Strength and heat generation of concrete using carbide lime and fly ash as a new cementitious material without Portland cement

Abstract

The aim of this paper is to investigate mechanical properties and heat generation of concrete produced with a carbide lime (CL) and fly ash (FA) mixture as a new cementitious material without Portland cement. Two techniques were used to improve the strength of concrete: adding of NaOH into the new binder (1% by weight) and increasing the fineness of new binder. Microstructural mechanism in term of SEM microscopy, EDX analysis, and XRD patterns of CL-FA pastes were examined. The following properties of cement-free concrete were also examined: heat generation, compressive strength, elastic modulus, and splitting tensile strength.
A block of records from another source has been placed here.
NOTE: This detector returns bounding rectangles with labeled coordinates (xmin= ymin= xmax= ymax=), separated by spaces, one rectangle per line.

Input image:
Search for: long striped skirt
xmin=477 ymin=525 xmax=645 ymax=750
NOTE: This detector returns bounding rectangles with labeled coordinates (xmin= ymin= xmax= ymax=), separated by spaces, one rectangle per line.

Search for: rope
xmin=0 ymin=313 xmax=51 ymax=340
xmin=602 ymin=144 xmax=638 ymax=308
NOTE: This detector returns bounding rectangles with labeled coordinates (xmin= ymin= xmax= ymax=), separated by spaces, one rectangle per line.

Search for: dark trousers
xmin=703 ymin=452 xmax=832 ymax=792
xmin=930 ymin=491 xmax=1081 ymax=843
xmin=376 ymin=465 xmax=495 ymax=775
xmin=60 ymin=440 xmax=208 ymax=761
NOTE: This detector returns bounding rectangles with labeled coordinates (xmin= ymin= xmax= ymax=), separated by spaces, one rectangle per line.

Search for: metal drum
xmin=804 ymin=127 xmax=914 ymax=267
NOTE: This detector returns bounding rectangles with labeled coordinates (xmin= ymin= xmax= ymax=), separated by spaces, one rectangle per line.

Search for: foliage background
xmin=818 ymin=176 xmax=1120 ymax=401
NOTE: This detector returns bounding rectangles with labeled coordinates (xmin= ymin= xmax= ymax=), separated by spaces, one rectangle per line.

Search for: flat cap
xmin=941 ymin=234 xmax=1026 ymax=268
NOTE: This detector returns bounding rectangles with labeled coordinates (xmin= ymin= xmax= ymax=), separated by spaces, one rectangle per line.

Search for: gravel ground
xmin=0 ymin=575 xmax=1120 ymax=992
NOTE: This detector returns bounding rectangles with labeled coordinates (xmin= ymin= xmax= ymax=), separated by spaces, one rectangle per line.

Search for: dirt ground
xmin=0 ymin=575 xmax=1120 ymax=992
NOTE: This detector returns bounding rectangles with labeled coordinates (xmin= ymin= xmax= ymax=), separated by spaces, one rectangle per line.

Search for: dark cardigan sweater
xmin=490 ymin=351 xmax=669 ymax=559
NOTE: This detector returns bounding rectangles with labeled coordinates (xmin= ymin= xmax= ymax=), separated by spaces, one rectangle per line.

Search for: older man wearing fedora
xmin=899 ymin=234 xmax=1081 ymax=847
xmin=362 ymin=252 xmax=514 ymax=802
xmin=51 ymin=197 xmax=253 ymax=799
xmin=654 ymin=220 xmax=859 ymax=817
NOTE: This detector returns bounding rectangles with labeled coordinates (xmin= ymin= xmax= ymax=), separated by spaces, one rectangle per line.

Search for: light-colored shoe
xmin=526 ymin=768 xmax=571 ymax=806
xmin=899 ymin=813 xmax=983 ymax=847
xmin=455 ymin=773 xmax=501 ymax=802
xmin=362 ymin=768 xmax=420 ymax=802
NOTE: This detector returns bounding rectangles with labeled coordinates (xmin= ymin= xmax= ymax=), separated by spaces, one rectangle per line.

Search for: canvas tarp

The results of microstructural revealed that the products of binder made from CL and FA were C-S-H and C-A-S-H phase types and the formations of C-S-H and/or C-A-S-H were attributed to components of Al, Si, and Ca. The results also showed that the peak temperature rise of concrete made from CL and FA could be reduced by 30–36 °C from that of the OPC concrete. Regarding the mechanical properties of concrete, the technique of improving strength by increasing the fineness of new cementing material was the best method and could produce the 28-day compressive strength of 55.0 MPa. CL-FA concrete had elastic modulus and tensile strength similar to those of OPC concrete. Furthermore, the techniques to improve the strength of concrete had no significant effect on the elastic modulus and tensile strength of concrete since those properties were related to the compressive strength of concrete. Moreover, the concrete had a very low heat generation as compared to the OPC concrete.